Bukan hanya di kalangan umat muslim baginda Rasulullah saw dikenal sebagai seorang pemimpin yang handal, tetapi juga dikenal sebagai pemimpin yang luar biasa dan tidak ada duanya di kalangan para pemimpin barat lainnya.
Kepemimpinan Rasulullah saw ini telah memberi banyak panutan dan digunakan orang sebagai pedoman dalam memimpin.

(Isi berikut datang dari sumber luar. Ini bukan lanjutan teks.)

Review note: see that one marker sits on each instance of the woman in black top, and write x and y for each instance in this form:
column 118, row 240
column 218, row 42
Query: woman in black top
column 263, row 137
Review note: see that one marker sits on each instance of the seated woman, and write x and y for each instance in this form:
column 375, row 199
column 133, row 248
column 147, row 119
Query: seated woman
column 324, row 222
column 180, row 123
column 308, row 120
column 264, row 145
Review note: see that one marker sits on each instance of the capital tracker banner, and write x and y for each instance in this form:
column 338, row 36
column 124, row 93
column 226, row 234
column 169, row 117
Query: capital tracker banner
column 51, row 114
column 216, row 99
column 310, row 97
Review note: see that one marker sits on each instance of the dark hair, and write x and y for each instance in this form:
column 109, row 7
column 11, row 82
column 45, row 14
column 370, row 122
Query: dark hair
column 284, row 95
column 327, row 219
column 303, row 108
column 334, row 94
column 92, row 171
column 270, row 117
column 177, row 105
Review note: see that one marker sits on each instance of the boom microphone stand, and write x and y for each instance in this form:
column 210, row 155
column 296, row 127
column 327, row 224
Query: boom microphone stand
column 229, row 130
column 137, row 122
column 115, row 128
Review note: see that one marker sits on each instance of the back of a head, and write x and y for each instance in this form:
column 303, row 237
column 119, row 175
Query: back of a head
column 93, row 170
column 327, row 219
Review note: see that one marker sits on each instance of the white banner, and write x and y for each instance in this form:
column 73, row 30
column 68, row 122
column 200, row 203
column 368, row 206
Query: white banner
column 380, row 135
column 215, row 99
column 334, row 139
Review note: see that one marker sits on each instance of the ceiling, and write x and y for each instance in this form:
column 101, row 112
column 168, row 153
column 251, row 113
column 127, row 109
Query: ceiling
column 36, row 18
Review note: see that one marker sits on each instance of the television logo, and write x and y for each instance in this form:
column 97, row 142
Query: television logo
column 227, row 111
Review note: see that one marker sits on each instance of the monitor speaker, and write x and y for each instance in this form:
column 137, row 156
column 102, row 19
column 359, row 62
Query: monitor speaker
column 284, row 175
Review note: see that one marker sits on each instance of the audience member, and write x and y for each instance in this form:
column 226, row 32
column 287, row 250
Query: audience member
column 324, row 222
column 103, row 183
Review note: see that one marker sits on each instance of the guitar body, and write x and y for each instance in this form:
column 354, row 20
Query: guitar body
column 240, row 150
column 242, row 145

“Maka disebabkan rahmat dari Allah-lah kamu Berlaku lemah lembut terhadap mereka. Sekiranya kamu bersikap keras lagi berhati kasar, tentulah mereka menjauhkan diri dari sekelilingmu. karena itu ma’afkanlah mereka, mohonkanlah ampun bagi mereka, dan bermusyawarahlah dengan mereka dalam urusan itu [246] . kemudian apabila kamu telah membulatkan tekad, Maka bertawakkallah kepada Allah. Sesungguhnya Allah menyukai orang-orang yang bertawakkal kepada-Nya.”(Ali Imran:159)
Prinsip Kepemimpinan Rasulullah SAW
Ayat di atas ialah ayat yang berhubungan dengan peristiwa perang uhud. Di mana. Dalam kondisi evaluasi kerja, tidak jarang seorang pemimpin terjebak dalam emosi, bahkan dapat berbuat semena mena terhadap anggotanya, yang dianggap sebagai penyebab kegagalan tersebut. Namun yang dilakukan oleh Rasulullah dengan bimbingan dari Allah swt terhadap sahabatnya telah memberikan contoh yang begitu mulia bagi seorang pemimpin.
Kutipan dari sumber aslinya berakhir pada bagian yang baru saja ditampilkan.